La razón de la citada inquietud empresarial es que en este curso se ha detectado una cierta moderación en el número de clientes arribados al país: no se ha batido la histórica marca de los cien millones de visitantes, por ejemplo. No obstante, se ha ganado mucho más dinero que el año pasado. Traducido: el viajero ha dejado más dinero per cápita. Pero al haber subido el precio de las habitaciones -como norma general también las calidades, dicho sea de paso- , la tipología de cliente se ha modificado. Se notan otras pautas y comportamientos, otros calendarios vacacionales. También diferentes estancias medias que con un target clientelar más modesto.

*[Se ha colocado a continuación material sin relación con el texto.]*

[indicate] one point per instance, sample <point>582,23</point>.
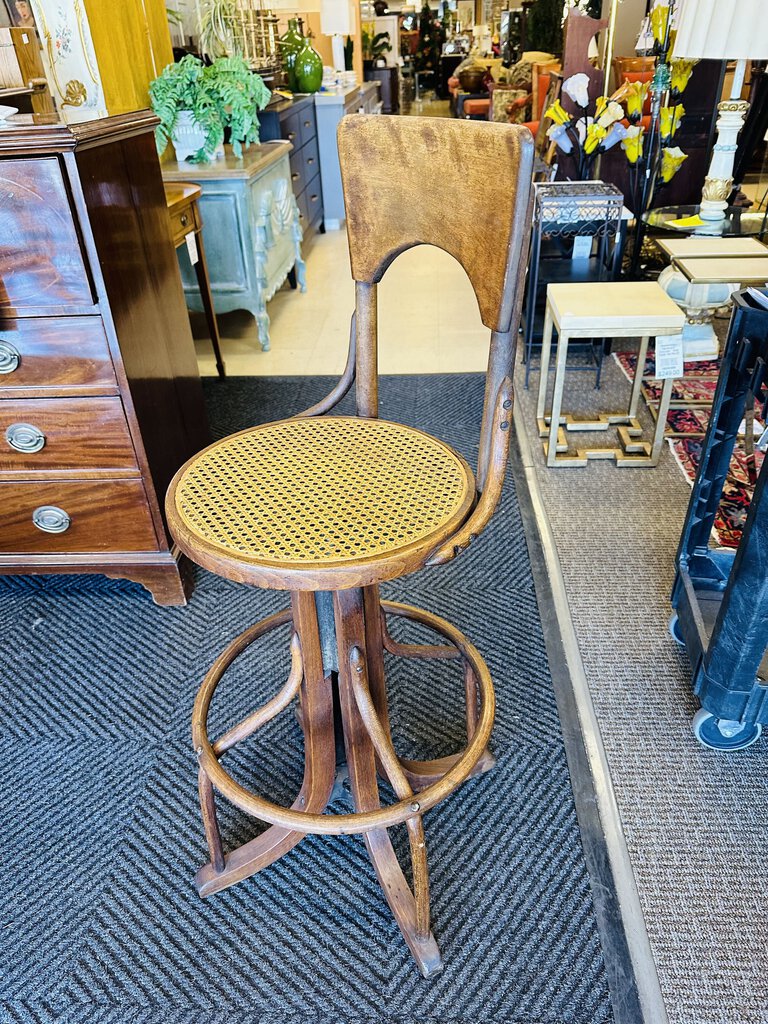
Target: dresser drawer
<point>182,222</point>
<point>39,246</point>
<point>298,177</point>
<point>47,351</point>
<point>71,434</point>
<point>307,128</point>
<point>290,128</point>
<point>62,516</point>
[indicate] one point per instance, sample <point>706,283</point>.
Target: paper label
<point>669,356</point>
<point>192,247</point>
<point>582,247</point>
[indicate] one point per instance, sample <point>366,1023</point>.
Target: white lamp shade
<point>722,30</point>
<point>337,17</point>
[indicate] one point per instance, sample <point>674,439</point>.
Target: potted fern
<point>196,103</point>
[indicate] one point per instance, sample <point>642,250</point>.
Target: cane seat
<point>314,499</point>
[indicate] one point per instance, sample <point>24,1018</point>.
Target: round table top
<point>737,222</point>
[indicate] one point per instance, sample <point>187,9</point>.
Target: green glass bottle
<point>290,44</point>
<point>308,68</point>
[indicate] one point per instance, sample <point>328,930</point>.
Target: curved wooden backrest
<point>461,185</point>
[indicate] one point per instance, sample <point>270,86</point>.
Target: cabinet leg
<point>201,269</point>
<point>262,327</point>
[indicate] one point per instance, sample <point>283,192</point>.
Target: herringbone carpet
<point>101,835</point>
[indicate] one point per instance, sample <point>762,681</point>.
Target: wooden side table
<point>611,309</point>
<point>181,200</point>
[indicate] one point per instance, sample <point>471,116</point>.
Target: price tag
<point>669,356</point>
<point>582,247</point>
<point>192,247</point>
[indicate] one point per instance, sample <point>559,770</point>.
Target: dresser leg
<point>170,584</point>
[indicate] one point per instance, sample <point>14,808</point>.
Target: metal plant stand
<point>562,212</point>
<point>721,595</point>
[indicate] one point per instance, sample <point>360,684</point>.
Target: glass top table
<point>738,222</point>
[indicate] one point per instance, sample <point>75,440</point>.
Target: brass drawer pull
<point>25,437</point>
<point>9,357</point>
<point>51,519</point>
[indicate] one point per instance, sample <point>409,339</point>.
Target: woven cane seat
<point>315,495</point>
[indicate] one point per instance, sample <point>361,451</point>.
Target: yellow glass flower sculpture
<point>595,135</point>
<point>681,72</point>
<point>635,97</point>
<point>633,143</point>
<point>670,118</point>
<point>557,113</point>
<point>658,18</point>
<point>672,158</point>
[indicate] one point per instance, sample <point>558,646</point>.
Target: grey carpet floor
<point>101,837</point>
<point>695,820</point>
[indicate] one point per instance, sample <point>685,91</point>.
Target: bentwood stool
<point>610,309</point>
<point>330,507</point>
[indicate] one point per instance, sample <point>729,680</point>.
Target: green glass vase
<point>290,44</point>
<point>308,68</point>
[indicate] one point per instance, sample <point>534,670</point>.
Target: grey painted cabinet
<point>251,229</point>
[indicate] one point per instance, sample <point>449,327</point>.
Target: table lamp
<point>723,30</point>
<point>337,20</point>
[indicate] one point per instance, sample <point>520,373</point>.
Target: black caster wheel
<point>719,734</point>
<point>675,633</point>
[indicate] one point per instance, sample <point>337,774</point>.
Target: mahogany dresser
<point>100,399</point>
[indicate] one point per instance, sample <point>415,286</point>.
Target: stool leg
<point>320,765</point>
<point>554,424</point>
<point>664,409</point>
<point>411,912</point>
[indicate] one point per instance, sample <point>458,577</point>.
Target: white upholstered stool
<point>605,309</point>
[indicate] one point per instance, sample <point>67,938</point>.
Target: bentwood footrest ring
<point>419,785</point>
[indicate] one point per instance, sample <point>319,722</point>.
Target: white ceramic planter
<point>188,138</point>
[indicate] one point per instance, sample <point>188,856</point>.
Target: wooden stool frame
<point>337,619</point>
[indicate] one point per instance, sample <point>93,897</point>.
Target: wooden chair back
<point>461,185</point>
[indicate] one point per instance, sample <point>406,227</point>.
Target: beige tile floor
<point>428,320</point>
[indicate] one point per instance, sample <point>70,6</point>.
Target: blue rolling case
<point>721,594</point>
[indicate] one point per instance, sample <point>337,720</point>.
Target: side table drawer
<point>182,222</point>
<point>307,127</point>
<point>48,351</point>
<point>290,128</point>
<point>65,434</point>
<point>62,516</point>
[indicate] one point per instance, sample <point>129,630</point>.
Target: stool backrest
<point>461,185</point>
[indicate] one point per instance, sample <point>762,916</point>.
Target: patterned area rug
<point>685,432</point>
<point>102,836</point>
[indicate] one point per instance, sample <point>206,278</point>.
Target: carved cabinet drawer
<point>182,222</point>
<point>86,515</point>
<point>77,434</point>
<point>48,351</point>
<point>43,264</point>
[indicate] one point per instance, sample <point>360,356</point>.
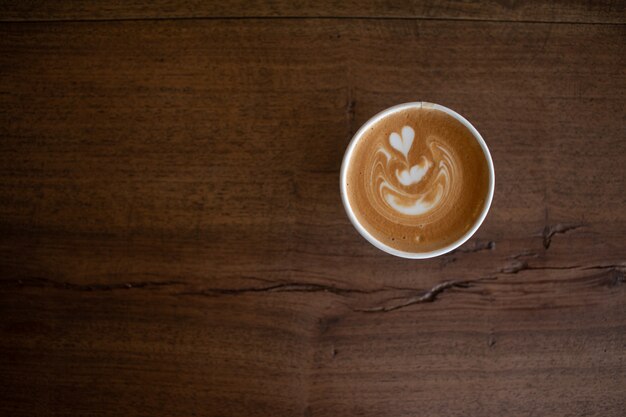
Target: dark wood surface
<point>578,11</point>
<point>172,240</point>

La tendencia puede continuar durante el 2026, por una razón muy simple: viajar y pasar unos días de asueto en ciertos destinos españoles ya sale muy caro. Tanto que otros destinos internacionales pueden estar llevando la delantera en las estadísticas de reserva adelantada para el próximo verano. No son pocos quienes se muestran desconcertados, achacando a la geopolítica internacional -Ucrania, Putin, aranceles trumpistas, criptocrisis, el peso de la deuda soberana en los países emisores y el objetivo mal momento social, político y económico de Alemania, Francia y Reino Unido- la posible reducción de visitantes internacionales cara al año que viene. Es decir, se recurre al enemigo exterior. Melodía que viene sonando desde que el ser humano existe: la culpa siempre la tiene el otro. Autocrítica, poca.

Pocos y pocas pensaron las consecuencias que podrían acarrear las subidas casi generalizadas de nivel -hablamos de miles de habitaciones pasadas de dos y tres habitaciones a cuatro y cinco, sin una aparente evolución temporal- en los establecimientos hoteleros de ciertos destinos españoles. Ibiza, Mallorca, Canarias, Málaga, San Sebastián, A Coruña, Valencia, Barcelona, ahora la costa catalana que va de Castelldefels a Lloret de Mar... son ejemplos de una búsqueda de la rentabilidad con la ayuda de fondos de inversión. Encargados los últimos de financiar las costosas obras de renovaciones hoteleras.

Las consecuencias de tanto upgrade generalizado pueden haber sido muy beneficiosas a corto plazo, pero no tan positivas a la larga. Máxime si el fantasma de la contracción económica mundial se confirma.

Quienes saben mucho de macroeconomía apuntan a dos datos clave: los resultados de los dos próximos cuatrimestres en Estados Unidos. Si la anunciada desaceleración de la economía norteamericana se cumple, la ciudadanía europea podría notar sus consecuencias después de la siguiente Navidad.

Cuando se reserven los paquetes del 2027. ¿Un enemigo exterior? Ciertamente. Pero se debería juzgar si podría tener un caballo de Troya fabricado por nosotros mismos.